Re: [PATCH v3] vfio/type1: optimize vfio_pin_pages_remote() for huge folio

Peter Xu <peterx@xxxxxxxxxx> · Wed, 21 May 2025 11:40:46 -0400

On Wed, May 21, 2025 at 08:35:47AM +0200, David Hildenbrand wrote:
> On 21.05.25 00:21, Alex Williamson wrote:
> > On Tue, 20 May 2025 19:38:45 +0200
> > David Hildenbrand <david@xxxxxxxxxx> wrote:
> > 
> > > On 20.05.25 09:00, lizhe.67@xxxxxxxxxxxxx wrote:
> > > > From: Li Zhe <lizhe.67@xxxxxxxxxxxxx>
> > > 
> > > Subject: "huge folio" -> "large folios"
> > > 
> > > > 
> > > > When vfio_pin_pages_remote() is called with a range of addresses that
> > > > includes huge folios, the function currently performs individual
> > > 
> > > Similar, we call it a "large" f
> > > 
> > > > statistics counting operations for each page.
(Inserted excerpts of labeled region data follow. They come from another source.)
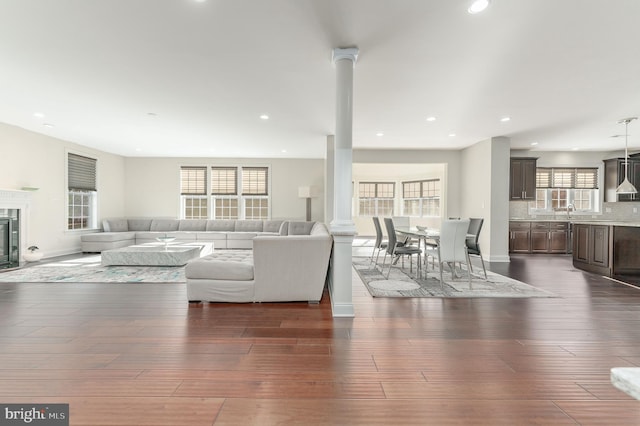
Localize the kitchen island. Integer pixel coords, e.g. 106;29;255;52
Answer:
573;221;640;283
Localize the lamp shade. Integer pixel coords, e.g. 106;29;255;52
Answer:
616;176;638;194
298;186;313;198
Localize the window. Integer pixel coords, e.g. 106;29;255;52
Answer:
180;167;209;219
67;153;98;230
180;166;270;220
242;167;269;220
533;167;599;212
402;179;440;217
358;182;396;216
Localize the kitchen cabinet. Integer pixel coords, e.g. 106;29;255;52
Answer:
509;221;571;254
573;223;612;276
509;157;538;201
509;222;531;253
604;158;640;202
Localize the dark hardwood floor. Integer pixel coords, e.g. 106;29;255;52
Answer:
0;255;640;426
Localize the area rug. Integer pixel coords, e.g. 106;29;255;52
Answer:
0;255;186;283
353;258;558;298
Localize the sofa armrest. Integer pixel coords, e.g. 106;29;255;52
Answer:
253;235;333;302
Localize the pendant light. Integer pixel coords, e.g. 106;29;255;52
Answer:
616;117;638;194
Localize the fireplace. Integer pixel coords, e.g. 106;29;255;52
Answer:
0;209;20;269
0;189;31;270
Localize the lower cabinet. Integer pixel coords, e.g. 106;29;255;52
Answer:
573;223;611;276
509;222;570;254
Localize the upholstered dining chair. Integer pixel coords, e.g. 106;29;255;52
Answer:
438;219;471;288
369;216;389;267
381;217;422;278
467;217;487;280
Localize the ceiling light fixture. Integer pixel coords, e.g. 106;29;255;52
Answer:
616;117;638;194
467;0;489;15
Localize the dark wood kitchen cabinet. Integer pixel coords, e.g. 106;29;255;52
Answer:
509;221;570;254
604;158;640;202
573;223;612;276
509;222;531;253
509;157;538;200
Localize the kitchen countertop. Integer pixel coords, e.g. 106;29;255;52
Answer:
509;218;640;228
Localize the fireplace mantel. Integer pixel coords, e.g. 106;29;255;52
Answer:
0;189;32;264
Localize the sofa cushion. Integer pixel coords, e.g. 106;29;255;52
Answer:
206;219;236;232
102;219;129;232
128;219;151;231
150;219;180;232
185;250;253;281
80;231;136;243
287;222;315;235
178;219;207;231
234;220;264;232
262;220;284;234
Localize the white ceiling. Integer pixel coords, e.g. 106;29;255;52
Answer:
0;0;640;158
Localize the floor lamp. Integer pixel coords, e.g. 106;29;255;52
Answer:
298;186;313;222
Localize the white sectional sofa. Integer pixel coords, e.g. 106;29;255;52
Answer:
80;218;289;253
185;222;333;303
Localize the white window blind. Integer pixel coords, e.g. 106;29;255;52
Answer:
242;167;269;195
180;167;207;195
67;153;97;191
211;167;238;195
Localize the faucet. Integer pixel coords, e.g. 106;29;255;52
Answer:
567;203;576;220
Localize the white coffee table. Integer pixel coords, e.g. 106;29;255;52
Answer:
101;241;213;266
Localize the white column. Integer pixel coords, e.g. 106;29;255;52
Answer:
329;48;358;317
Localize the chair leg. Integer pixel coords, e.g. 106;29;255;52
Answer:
480;253;487;280
465;250;472;290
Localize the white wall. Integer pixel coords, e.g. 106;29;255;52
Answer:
0;123;124;257
125;157;325;222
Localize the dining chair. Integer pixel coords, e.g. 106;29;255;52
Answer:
369;216;389;267
467;217;487;280
381;217;422;279
438;219;471;288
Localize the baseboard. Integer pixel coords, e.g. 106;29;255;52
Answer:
485;256;511;263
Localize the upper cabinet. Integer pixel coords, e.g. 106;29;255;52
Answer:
509;157;537;200
604;158;640;202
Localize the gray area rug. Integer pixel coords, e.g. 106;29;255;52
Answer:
0;255;186;283
353;257;558;298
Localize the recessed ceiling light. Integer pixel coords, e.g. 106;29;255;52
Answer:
467;0;489;14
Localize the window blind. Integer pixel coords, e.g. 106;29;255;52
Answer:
536;167;598;189
67;153;97;191
242;167;269;195
180;167;207;195
211;167;238;195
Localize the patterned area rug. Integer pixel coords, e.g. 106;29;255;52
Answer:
353;257;558;297
0;255;186;283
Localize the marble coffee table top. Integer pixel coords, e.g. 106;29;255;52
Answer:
101;241;213;266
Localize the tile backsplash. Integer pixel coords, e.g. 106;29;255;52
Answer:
509;201;640;221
This can lead to significant
> > > > performance overheads, especially when dealing with large ranges of pages.
> > > > 
> > > > This patch optimize this process by batching the statistics counting
> > > > operations.
> > > > 
> > > > The performance test results for completing the 8G VFIO IOMMU DMA mapping,
> > > > obtained through trace-cmd, are as follows. In this case, the 8G virtual
> > > > address space has been mapped to physical memory using hugetlbfs with
> > > > pagesize=2M.
> > > > 
> > > > Before this patch:
> > > > funcgraph_entry:      # 33813.703 us |  vfio_pin_map_dma();
> > > > 
> > > > After this patch:
> > > > funcgraph_entry:      # 15635.055 us |  vfio_pin_map_dma();
> > > > 
> > > > Signed-off-by: Li Zhe <lizhe.67@xxxxxxxxxxxxx>
> > > > Signed-off-by: Alex Williamson <alex.williamson@xxxxxxxxxx>
> > > > ---
> > > > Changelogs:
> > > > 
> > > > v2->v3:
> > > > - Code simplification.
> > > > - Fix some issues in comments.
> > > > 
> > > > v1->v2:
> > > > - Fix some issues in comments and formatting.
> > > > - Consolidate vfio_find_vpfn_range() and vfio_find_vpfn().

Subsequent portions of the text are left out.